I've been doing some thinking and I realized that if I ended up getting a *different* job, with better match, I would actually be shooting myself in the foot by pre-loading. My company has a pretty shitty match of 0.5% on the first 6% (yeah). I suppose I could try to calculate it so that I contribute 6% for all the rest of the pay periods of the year and front load the rest. However, if I found a better opportunity with a better match I wouldn't be able to take advantage of it in the current calendar year. Food for thought. Maybe I should do the reverse (only contribute 6% until the end of the year and then dump the remaining up the limit). The total match dollars we are talking about though are small, so maybe it isn't worth worrying about.

The position I am considering is not with a traditional company, and I know exactly what I would be giving up. I'm hoping I might be able to make it work such that I work part time (enough to keep benefits) at my current location, and fill in the rest with the other position. (I am not even to the interview stage yet, so this is all pie in the sky, but worth thinking about anyway.

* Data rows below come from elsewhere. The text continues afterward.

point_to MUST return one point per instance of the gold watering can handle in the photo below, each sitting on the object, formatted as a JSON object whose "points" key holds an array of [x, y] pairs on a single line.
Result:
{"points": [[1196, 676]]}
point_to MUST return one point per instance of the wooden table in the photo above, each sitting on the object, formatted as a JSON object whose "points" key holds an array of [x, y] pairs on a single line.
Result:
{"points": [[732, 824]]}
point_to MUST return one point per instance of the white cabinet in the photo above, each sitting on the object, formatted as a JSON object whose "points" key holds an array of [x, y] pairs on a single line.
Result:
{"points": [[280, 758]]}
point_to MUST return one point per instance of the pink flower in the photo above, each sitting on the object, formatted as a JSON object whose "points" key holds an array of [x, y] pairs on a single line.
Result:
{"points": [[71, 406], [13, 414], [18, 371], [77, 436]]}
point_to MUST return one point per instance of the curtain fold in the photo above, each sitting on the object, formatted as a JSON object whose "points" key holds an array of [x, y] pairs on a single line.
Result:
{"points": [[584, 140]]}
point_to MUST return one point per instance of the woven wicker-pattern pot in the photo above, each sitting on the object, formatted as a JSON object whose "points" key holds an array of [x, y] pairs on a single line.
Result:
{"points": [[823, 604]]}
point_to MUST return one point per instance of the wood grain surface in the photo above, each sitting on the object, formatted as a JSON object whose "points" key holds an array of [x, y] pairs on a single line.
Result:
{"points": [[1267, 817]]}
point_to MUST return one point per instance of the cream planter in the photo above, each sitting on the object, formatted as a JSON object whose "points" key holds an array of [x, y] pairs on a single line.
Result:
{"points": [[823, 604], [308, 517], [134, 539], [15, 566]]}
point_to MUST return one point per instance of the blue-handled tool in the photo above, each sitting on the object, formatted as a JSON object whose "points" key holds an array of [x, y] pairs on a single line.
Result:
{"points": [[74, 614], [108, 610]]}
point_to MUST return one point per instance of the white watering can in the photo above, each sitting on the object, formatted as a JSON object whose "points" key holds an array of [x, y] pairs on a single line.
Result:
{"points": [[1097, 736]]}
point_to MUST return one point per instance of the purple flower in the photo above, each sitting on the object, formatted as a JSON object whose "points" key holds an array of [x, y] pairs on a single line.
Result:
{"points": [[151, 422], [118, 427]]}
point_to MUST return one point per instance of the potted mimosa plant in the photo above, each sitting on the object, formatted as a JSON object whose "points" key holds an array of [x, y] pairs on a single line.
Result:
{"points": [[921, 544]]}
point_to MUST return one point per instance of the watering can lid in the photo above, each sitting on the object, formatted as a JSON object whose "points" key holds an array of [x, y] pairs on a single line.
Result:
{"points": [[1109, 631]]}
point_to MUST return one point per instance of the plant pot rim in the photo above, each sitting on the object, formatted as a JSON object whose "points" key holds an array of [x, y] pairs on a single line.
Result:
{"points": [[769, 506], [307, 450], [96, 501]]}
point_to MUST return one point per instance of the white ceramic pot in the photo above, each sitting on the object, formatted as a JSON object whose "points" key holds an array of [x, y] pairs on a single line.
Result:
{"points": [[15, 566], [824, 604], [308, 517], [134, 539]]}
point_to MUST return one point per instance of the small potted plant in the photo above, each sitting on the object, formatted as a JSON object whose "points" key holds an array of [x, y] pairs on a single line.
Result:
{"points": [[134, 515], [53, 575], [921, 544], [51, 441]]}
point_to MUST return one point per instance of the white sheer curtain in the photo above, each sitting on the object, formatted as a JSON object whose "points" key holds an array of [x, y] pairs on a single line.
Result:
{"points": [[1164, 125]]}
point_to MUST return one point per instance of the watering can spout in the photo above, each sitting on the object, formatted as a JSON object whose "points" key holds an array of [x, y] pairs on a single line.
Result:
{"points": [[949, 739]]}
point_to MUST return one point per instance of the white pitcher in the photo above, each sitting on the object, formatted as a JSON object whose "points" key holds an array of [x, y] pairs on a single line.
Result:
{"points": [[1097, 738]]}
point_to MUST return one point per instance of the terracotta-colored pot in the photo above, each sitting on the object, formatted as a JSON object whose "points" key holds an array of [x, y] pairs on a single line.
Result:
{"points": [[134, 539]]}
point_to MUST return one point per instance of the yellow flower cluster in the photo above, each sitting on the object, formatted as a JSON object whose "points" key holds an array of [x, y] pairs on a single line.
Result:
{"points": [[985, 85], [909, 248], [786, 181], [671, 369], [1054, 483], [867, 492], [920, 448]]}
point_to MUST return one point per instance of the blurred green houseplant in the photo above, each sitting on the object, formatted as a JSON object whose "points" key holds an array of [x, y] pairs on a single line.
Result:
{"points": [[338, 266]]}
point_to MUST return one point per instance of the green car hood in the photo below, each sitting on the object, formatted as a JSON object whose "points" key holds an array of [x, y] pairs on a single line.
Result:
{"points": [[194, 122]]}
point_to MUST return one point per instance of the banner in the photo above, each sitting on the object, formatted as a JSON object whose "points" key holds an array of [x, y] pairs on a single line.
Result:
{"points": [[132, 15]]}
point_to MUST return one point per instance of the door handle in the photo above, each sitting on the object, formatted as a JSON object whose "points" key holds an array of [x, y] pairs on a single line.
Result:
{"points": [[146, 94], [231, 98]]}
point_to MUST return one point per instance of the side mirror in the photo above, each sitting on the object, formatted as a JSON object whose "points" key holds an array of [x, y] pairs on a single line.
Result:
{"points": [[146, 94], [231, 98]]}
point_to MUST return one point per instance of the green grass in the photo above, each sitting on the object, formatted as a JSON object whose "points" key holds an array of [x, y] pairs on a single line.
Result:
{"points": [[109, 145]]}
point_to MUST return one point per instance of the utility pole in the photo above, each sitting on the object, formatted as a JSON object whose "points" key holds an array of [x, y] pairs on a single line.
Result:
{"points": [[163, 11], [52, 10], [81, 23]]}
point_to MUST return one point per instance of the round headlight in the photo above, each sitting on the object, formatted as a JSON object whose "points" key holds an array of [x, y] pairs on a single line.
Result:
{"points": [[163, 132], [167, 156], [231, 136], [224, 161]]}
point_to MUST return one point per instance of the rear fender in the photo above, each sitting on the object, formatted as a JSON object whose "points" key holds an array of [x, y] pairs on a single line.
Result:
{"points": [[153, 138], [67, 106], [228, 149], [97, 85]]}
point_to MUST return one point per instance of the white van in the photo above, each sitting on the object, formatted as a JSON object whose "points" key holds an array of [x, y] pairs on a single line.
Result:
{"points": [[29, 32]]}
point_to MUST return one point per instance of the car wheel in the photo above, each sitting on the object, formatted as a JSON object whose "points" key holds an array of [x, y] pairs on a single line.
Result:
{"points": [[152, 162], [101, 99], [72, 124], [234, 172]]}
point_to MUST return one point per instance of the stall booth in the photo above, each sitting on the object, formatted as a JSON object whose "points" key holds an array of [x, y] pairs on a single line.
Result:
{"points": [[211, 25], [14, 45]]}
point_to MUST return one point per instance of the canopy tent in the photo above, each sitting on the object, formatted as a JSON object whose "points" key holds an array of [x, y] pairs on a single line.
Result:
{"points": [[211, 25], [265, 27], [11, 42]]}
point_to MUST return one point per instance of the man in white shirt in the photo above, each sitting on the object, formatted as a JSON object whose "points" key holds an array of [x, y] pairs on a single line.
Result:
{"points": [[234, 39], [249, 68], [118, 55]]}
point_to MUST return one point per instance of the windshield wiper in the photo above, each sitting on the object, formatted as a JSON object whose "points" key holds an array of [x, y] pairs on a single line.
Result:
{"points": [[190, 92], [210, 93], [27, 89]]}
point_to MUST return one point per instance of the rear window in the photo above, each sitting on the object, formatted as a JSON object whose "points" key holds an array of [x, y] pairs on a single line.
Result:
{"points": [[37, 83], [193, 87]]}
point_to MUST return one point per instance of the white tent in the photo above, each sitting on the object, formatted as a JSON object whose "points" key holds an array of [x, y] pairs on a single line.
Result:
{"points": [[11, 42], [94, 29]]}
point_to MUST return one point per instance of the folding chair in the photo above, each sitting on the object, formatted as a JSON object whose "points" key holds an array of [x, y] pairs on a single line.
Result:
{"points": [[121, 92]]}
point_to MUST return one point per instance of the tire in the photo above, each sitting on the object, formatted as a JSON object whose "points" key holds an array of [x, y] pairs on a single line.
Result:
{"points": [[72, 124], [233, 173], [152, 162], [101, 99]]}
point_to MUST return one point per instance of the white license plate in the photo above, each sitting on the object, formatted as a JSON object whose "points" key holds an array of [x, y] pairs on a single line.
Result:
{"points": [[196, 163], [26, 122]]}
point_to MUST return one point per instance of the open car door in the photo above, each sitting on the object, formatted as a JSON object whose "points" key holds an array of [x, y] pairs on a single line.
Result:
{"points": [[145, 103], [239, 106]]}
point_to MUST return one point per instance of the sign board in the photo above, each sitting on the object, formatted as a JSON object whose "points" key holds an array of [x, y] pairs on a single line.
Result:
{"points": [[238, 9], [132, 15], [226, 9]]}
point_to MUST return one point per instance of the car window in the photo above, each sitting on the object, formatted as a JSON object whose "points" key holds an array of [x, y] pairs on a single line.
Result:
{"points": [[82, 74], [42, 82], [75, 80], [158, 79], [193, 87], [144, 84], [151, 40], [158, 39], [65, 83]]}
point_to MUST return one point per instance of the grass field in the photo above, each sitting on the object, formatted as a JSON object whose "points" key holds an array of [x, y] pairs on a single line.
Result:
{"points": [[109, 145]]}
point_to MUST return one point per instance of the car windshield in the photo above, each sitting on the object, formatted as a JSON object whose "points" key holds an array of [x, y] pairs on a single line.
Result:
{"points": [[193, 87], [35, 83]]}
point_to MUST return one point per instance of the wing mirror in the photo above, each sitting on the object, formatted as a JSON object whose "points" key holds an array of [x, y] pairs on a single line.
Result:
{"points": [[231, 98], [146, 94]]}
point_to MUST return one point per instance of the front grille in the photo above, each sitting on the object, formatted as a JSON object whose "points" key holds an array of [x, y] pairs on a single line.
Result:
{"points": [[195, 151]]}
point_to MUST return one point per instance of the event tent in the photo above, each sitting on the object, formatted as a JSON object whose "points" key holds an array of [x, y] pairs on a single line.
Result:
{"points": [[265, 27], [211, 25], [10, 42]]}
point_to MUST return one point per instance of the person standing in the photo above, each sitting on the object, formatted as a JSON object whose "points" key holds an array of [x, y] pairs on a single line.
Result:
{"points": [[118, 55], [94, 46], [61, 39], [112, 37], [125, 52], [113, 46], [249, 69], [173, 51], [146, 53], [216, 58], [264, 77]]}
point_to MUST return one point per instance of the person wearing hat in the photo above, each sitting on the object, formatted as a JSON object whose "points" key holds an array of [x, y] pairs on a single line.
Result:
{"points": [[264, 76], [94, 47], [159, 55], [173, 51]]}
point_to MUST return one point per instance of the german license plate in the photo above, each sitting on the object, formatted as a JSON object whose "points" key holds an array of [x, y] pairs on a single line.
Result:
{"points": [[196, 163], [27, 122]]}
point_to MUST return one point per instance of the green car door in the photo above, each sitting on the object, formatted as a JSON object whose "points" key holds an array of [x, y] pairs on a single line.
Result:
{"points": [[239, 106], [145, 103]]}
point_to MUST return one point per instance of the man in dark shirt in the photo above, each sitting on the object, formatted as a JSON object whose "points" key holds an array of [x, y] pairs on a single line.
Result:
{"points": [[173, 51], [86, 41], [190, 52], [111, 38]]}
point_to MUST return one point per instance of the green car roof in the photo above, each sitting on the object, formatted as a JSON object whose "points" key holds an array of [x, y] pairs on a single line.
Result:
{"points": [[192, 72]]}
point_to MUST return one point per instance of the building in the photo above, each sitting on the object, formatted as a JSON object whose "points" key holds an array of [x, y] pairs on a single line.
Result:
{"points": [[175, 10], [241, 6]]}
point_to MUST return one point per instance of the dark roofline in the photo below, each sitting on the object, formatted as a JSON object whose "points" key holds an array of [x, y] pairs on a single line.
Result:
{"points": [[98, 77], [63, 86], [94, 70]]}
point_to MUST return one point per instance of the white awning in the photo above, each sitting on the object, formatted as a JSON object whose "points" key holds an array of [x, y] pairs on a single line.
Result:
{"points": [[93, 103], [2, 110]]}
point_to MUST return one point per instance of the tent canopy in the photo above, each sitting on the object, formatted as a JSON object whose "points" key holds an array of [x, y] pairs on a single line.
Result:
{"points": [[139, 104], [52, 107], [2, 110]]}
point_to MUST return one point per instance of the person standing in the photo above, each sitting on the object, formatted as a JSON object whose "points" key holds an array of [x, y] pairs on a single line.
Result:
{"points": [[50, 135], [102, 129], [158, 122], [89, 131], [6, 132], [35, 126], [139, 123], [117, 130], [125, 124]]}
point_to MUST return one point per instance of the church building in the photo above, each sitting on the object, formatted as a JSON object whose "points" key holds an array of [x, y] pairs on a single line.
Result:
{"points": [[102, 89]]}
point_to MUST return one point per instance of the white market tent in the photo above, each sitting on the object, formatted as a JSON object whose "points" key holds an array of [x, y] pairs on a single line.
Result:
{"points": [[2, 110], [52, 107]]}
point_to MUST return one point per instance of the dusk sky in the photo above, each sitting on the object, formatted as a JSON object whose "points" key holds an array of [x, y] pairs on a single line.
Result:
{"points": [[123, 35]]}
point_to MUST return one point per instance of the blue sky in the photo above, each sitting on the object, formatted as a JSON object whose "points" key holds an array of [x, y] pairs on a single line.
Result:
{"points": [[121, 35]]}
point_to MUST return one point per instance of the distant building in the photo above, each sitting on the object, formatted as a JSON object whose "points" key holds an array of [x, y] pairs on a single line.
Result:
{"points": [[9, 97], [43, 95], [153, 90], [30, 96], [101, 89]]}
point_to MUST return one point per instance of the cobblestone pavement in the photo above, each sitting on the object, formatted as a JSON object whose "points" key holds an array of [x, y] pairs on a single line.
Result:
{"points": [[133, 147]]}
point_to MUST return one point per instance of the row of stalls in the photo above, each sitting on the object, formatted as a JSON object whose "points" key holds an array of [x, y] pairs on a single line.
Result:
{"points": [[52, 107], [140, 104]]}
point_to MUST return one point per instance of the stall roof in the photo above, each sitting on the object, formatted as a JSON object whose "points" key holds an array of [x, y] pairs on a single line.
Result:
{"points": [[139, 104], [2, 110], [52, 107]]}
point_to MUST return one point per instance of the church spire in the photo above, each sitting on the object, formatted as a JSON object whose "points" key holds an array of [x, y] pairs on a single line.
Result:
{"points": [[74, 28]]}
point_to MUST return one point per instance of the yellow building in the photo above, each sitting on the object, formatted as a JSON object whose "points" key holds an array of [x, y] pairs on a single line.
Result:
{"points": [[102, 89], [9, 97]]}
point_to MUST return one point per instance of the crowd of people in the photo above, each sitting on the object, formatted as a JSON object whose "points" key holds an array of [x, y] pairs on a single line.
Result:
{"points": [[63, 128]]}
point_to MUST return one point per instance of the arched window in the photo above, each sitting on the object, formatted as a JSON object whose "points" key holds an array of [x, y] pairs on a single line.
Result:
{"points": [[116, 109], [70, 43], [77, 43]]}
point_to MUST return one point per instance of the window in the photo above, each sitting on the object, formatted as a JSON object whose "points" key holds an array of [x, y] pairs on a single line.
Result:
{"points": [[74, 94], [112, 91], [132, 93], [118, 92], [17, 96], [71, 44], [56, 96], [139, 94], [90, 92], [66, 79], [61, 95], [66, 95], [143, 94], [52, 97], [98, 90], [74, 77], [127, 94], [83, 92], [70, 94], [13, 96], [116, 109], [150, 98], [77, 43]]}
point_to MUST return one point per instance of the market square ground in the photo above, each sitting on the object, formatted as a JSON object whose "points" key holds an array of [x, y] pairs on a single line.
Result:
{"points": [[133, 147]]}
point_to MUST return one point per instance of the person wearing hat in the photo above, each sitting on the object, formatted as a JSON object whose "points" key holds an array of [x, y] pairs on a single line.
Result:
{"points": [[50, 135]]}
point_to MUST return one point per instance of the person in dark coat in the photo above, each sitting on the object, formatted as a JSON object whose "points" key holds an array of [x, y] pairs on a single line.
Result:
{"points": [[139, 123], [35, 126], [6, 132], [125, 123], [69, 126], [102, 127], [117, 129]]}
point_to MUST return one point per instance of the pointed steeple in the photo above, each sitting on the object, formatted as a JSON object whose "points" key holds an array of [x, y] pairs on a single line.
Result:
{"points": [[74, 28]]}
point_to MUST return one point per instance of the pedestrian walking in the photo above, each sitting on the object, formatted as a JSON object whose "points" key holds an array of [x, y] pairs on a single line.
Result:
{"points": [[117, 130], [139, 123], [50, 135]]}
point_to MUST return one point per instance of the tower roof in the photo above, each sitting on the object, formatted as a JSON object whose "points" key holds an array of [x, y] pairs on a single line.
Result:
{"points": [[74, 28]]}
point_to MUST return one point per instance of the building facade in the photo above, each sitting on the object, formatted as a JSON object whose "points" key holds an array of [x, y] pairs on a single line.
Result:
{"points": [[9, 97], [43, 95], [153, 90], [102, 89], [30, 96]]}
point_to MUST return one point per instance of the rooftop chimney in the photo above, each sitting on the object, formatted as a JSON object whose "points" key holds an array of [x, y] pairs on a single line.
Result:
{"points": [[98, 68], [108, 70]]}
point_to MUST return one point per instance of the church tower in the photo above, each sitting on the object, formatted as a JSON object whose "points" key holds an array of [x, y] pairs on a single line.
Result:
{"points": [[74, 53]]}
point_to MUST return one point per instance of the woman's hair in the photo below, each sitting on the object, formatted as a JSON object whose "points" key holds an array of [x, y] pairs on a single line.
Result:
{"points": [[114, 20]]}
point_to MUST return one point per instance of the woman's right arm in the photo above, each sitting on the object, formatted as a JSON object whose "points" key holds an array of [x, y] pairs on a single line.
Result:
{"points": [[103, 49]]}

I am not sure my currently job would let me do that anyway.) If this sounds crazy, I am trying to position myself better for anything that comes open with the other position, which would be a much better fit for me. (If you are curious about what the big deal is with my job woes, check my journal (link at the bottom) or my case study (https://forum.mrmoneymustache.com/case-studies/case-study-quit-my-dumpster-fire-of-a-job-and-still-retire-early/). I am in a much better position than I ever though before I found this website, but I'm not FI yet. Currently my stress level is a little better at the current position, but it fluctuates from week to week, and some weeks I want to just walk out the door. So I am looking at every opportunity that I come across.)
« Last Edit: April 03, 2018, 03:52:38 PM by CalBal »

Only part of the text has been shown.